During later raids, the warders took all of us from the hospital with them into the woods. We took as many of our fellow-prisoners as we could the warders didn't have time to be surprised by the number of "patients"! One raid was particularly awful. The planes were circling above us we called them "coffee grinders" and there was a noise like coke being unloaded into a cellar, a swishing sound we knew from experience that bombs whose swish we could hear before they landed wouldn't hit us directly. Mines and trees were falling all around us. We tried to find cover on the ground. Our camp was levelled to the ground, and we and the hospital were moved into the completely untouched grounds of the Goering works.
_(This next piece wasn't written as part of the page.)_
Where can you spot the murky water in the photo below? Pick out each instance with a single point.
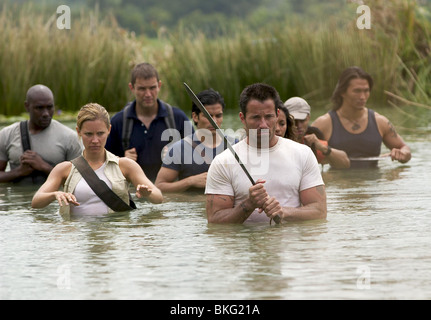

For years after the war I suffered from shock brought on by the drone of planes.

So I've lived through the threat of death from the skies, along with the Japanese, Koreans, Vietnamese and Yugoslavs ordinary people subjected to "humanitarian" bombing. And I'm terrified at what some of these enraged American "heroes" are capable of by way of "retaliation", now that they've experienced in their previously invulnerable country some of the horror which innocent people throughout the world have been going through for decades at the hands of the USA.

Even though no American has ever been punished in the USA for killing civilians abroad, it's right that those who caused the death of innocent civilians in the planes and buildings on Sept.11 should be punished. But it's also high time that double standards were dropped and all of the guilty punished in accordance with the law, whoever they are. But not the innocent.
And not because of a country's "collective guilt". Punishment Yes! Retaliation No!